Unlock still set most of the new status in the critsec. Readers still normally increase the lock count - recursive locking simply adds a non-existing reader to the counter.
During writers lock() I compare the owning TID, and if the writer already own it the write lock counter is increased.
Setting the new writer TID can't be done by the unlock() - it doesn't know which one will be wakened, but if writers reset it back to zero in their unlock() it's not a problem - the current thread id won't ever be zero and setting it is an atomic operation.
All sounds simple enough - one nasty problem left: A recursive reader-reader lock while a writer is waiting will deadlock. And I don't know how to solve that short of doing a reader-biased lock... somehow I need to know whether or not I already own a reader lock.
Using TLS doesn't sound too great after I realized that the number if available slots might be rather limited...
As far as I understand, you need to provide your writer exclusive access to the data, while readers can operate simultaneously (if this is not what you want, please clarify your question).
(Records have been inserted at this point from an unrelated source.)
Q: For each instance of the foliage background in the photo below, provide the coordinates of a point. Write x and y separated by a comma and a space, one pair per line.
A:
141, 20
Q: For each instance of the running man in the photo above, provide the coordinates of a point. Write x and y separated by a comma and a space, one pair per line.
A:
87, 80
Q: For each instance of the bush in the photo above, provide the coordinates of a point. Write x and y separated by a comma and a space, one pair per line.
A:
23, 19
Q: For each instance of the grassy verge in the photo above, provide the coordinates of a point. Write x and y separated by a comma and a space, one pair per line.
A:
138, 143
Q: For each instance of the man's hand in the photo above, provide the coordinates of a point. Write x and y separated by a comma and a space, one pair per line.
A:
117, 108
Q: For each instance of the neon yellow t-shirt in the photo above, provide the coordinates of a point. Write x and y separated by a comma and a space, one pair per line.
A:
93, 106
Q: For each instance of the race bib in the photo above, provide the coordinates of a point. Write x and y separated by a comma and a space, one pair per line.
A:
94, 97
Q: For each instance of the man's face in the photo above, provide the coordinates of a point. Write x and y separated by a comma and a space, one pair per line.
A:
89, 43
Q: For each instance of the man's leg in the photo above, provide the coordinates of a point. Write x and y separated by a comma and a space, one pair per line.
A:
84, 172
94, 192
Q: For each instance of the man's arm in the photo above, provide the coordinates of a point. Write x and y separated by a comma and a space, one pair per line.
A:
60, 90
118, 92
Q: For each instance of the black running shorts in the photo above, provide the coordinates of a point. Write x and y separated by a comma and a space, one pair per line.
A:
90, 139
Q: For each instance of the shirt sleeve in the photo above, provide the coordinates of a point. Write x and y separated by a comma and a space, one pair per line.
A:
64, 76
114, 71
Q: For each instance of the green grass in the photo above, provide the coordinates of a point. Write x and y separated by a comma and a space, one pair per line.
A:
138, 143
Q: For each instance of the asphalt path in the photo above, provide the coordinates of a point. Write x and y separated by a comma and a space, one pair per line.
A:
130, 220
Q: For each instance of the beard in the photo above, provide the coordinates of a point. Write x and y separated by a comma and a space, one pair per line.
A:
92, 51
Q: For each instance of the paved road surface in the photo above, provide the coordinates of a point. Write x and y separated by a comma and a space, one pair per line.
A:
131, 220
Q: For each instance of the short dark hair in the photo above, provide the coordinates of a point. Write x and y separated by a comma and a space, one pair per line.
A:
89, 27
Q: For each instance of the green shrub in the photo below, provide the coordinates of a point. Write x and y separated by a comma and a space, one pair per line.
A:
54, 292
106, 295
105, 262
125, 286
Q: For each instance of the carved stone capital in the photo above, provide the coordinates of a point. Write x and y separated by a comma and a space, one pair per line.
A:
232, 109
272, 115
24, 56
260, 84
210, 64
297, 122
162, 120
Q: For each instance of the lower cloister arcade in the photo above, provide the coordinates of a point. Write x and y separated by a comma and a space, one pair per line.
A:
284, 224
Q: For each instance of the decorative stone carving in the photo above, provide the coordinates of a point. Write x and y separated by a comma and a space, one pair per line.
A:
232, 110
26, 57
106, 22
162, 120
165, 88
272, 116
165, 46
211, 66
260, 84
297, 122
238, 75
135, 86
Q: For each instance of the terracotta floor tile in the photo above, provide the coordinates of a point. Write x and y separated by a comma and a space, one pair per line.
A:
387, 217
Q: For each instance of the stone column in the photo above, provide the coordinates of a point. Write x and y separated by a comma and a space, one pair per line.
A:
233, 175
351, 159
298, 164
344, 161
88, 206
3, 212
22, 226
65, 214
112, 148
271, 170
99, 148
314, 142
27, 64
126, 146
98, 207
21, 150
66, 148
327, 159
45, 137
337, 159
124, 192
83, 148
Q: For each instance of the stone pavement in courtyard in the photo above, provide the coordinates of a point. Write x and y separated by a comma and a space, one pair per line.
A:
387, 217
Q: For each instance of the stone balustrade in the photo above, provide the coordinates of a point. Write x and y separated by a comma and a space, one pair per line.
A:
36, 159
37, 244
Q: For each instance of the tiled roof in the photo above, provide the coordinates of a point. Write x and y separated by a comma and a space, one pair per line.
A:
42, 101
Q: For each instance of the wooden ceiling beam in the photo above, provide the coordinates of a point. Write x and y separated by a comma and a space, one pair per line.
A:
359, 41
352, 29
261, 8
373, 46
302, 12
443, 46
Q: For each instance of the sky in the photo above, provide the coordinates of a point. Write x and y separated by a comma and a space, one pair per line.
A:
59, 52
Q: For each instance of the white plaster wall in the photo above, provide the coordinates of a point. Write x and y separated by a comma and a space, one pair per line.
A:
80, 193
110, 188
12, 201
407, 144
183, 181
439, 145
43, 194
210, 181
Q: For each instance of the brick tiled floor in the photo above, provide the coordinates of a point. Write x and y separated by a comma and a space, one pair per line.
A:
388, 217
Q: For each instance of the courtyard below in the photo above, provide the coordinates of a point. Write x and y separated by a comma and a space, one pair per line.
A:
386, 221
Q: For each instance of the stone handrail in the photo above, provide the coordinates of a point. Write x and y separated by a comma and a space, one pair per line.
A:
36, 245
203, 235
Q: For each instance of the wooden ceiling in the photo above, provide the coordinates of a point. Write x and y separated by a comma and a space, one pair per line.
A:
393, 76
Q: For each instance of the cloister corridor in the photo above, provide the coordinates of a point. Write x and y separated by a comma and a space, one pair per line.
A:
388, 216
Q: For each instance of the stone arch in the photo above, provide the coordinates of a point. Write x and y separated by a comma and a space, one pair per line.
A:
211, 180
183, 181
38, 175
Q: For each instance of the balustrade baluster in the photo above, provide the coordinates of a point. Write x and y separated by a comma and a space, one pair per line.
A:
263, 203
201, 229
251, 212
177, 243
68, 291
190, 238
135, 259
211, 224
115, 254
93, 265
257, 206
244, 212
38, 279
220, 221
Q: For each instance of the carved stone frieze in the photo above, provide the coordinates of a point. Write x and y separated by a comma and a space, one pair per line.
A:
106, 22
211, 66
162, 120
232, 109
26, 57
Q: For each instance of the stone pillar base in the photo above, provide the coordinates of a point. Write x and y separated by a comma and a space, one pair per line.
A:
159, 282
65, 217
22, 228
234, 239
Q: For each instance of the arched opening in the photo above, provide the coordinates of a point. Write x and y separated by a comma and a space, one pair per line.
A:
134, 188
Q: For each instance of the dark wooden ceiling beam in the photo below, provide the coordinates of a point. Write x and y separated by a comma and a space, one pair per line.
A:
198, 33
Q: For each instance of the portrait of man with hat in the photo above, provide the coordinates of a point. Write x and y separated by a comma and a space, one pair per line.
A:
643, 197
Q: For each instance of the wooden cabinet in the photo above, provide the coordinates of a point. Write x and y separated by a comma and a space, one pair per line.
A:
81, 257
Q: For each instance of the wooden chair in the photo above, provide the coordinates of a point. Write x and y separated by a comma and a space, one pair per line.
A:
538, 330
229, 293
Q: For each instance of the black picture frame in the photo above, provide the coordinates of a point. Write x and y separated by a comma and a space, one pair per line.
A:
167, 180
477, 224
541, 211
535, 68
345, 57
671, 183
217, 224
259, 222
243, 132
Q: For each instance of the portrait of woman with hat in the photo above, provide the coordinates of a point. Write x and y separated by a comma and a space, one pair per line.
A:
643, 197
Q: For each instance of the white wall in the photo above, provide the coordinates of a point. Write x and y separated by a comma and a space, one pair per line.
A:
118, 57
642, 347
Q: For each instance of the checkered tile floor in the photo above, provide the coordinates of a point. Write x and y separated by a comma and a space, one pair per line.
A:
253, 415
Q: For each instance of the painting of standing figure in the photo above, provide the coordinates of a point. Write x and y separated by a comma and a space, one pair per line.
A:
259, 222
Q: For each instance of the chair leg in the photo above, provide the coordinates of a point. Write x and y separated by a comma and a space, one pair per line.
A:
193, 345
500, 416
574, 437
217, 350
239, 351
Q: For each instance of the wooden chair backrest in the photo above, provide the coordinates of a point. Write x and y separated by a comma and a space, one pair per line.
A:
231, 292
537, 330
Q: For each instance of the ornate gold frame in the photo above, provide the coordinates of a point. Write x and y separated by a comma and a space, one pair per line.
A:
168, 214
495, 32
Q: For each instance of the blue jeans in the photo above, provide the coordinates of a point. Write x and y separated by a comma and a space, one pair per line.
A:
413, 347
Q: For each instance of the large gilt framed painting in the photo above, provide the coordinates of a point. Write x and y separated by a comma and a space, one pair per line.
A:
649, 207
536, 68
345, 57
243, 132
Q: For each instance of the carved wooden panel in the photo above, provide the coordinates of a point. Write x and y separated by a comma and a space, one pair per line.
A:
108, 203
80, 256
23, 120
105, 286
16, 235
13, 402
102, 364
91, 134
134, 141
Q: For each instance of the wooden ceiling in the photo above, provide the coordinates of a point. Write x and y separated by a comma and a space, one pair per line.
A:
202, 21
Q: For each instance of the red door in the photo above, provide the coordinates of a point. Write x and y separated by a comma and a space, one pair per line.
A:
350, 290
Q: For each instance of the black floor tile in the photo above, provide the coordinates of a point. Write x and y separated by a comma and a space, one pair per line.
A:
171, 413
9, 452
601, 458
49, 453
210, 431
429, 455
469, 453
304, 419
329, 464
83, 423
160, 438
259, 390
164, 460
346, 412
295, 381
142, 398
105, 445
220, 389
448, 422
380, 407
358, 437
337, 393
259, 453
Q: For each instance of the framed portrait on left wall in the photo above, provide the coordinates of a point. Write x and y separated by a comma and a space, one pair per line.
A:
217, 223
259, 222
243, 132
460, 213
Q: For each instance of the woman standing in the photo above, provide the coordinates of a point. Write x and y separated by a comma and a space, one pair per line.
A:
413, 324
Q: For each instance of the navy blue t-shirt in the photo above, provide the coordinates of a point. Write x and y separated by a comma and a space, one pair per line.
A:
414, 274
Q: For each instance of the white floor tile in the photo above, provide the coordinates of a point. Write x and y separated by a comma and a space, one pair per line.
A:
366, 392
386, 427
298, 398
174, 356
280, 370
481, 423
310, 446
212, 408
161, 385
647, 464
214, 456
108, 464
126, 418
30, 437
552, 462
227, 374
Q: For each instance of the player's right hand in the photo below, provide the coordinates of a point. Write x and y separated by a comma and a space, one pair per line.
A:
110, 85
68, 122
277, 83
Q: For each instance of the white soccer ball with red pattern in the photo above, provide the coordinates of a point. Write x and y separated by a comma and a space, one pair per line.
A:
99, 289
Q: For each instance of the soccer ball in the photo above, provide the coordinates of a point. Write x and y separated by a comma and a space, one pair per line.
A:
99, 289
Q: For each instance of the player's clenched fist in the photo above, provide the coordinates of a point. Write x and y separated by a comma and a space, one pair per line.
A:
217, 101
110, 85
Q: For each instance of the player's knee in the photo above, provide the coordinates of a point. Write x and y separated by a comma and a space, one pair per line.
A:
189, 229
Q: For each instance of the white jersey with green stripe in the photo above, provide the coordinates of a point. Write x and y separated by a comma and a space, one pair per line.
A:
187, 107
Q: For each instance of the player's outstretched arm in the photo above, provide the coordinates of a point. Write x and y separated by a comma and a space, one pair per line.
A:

I think you need to implement a sort of "inverse semaphore", i.e. a semaphore that will block a thread when positive, and signal all waiting threads when zero. If you do this, you can use two such semaphores for your program. The operation of your threads could then be the following:
Reader:
(1) wait on sem A
(2) increase sem B
(3) read operation
(4) decrease sem B
Writer:
(1) increase sem A
(2) wait on sem B
(3) write operation
(4) decrease sem A
In this way the writer will perform the write operation as soon as all pending readers have finished reading. As soon as your writer finishes, readers can resume their operation without blocking each other.
I am not familiar with Windows mutex/semaphore facilities but I can think of a way to implement such semaphores using the POSIX threads API (combining a mutex, a counter and a conditional variable).